Death Race, 2008’s remake of/prequel to the 1975 cult classic Death Race 2000, is the kind of sci-fi movie that rarely gets made these days. In the past, films like The Terminator and Robocop were relatively common. These movies depicted bleak visions of the future, packaged in adrenaline-fueled entertainment.
However, what’s most unique about these types of movies is the simple fact that the filmmakers behind them aren’t afraid to depict violence on the screen. Obviously, violence doesn’t automatically make a science fiction movie better; it’s unlikely that any Star Trek film would have benefited from more blood. That said, in some instances, not being afraid to commit to the R rating can enhance a film.
Studios often sanitize movies to make them more appealing to a mass audience. American children under the age of 18 typically can’t see an R-rated movie without parental supervision. They also can’t purchase these films on home video. This can have an impact on the amount of money a film makes.
This is a fact of the industry, but it doesn’t mean that it should determine every creative choice producers and directors make. The dirty, violent, rough-around-the-edges science fiction films of the past attracted audiences for many different reasons, but a key one was simply their “attitude.” These movies were like the cinematic equivalent of rock ‘n roll for many viewers when they were first released. Instead of pandering to the widest audience possible, they embraced a more abrasive, gritty tone.
It’s also important to be clear that this decision wasn’t gratuitous. Again, there are plenty of science fiction films that don’t require violence in order to work. But when the film is supposed to be a dystopian vision of the future, where violence is simply a fact of life, not being afraid to show it is the best decision.
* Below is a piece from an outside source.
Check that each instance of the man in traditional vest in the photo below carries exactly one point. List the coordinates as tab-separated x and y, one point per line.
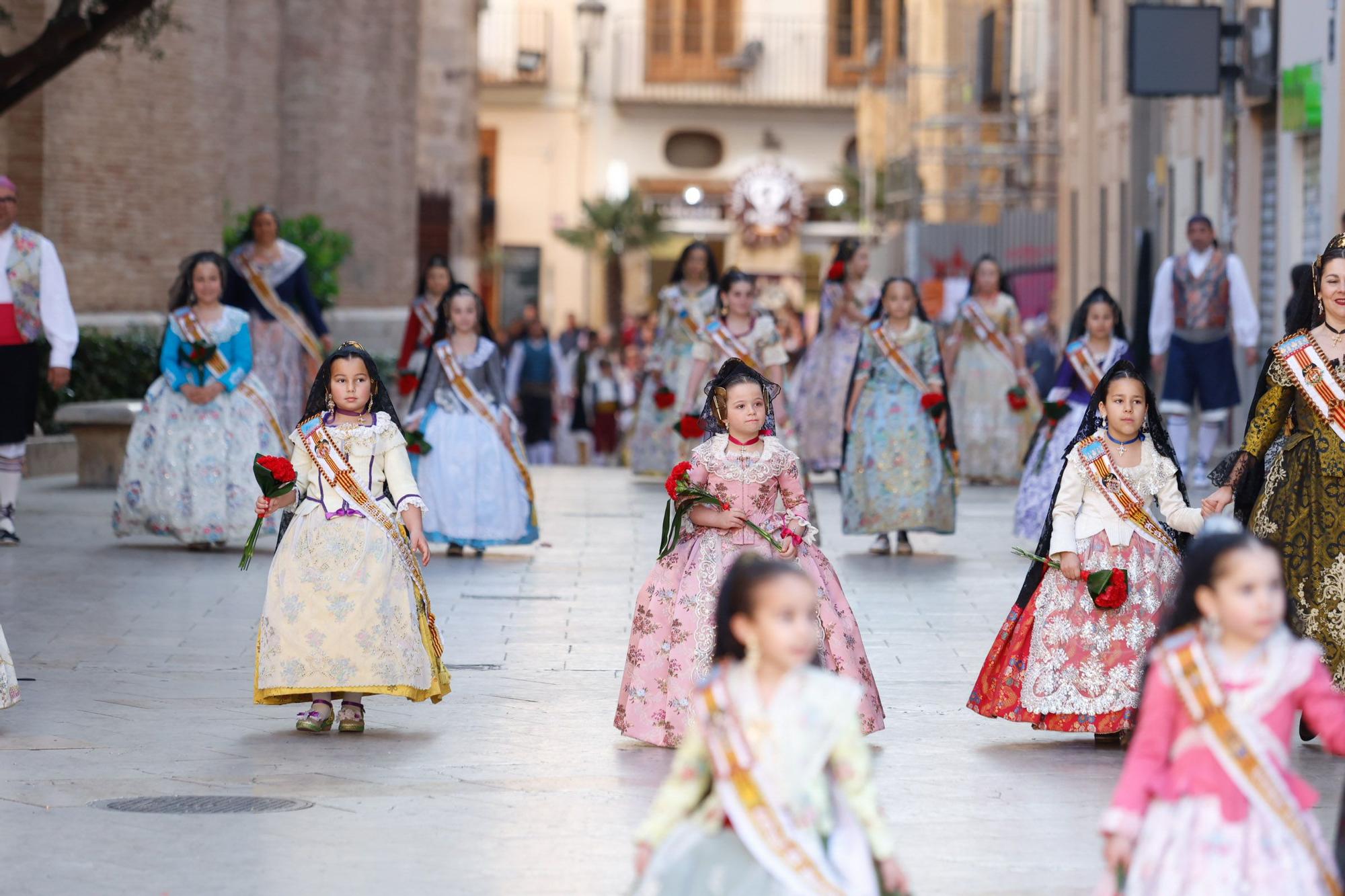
34	302
1198	296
That’s what makes movies like Death Race so refreshing when they come along. The massive returns generated by superhero movies have unfortunately resulted in some industry trends that limit what types of movies can get made. Superhero movies are essentially sci-fi films, but they’re family-friendly sci-fi. That’s perfectly fine when you’re making a movie that’s meant to attract both children and adults, but it can cause studios to focus more resources on developing those types of movies, while ignoring other forms of sci-fi.
In fact, it’s fitting that Death Race is essentially a remake/reboot of a film from the ‘70s. During that era, it wasn’t at all uncommon for studios to release plenty of genre movies that weren’t meant to break box office records or sell more toys. These movies were made for teenagers and adults who enjoyed a little edge with their science-fiction.
Death Race continues that tradition. First, it boasts the type of cast that made movies like the original Terminator stand out. Jason Statham, of course, is perfect as a testosterone-driven protagonist in a bleak dystopian hellscape. Joan Allen and Ian McShane lend a degree of gravitas to the film; people tend to forget that the classic, violent sci-fi films of the past often featured very talented performers. Tyrese Gibson helps round out the cast by injecting his character with a dynamic charisma that plays against Statham’s trademark stoicism.
That’s essential when updating this type of material. The wrong director for the project would be the type of director who doesn’t care for the genre, but sees the movie as an opportunity to demonstrate his skills or make his own statement outside of any statement the story itself makes. Paul W.S. Anderson isn’t that type of director. He comes across as the type who likely wants to not only make more of these movies, but also see them as a fan. His enthusiasm for the material influences the finished product in very clear ways.
The fact of the matter is, gritty sci-fi is often hard to come by due to industry trends. That’s why, when filmmakers who are passionate about the types of movies they enjoyed as kids manage to get a movie like Death Race made, it’s worth applauding their efforts. Of course, violent-sci-fi is not inherently better than other forms of the genre, but it can be entertaining, and it’s not something Hollywood provides viewers with extremely often. The few times they do, it’s a treat for many fans.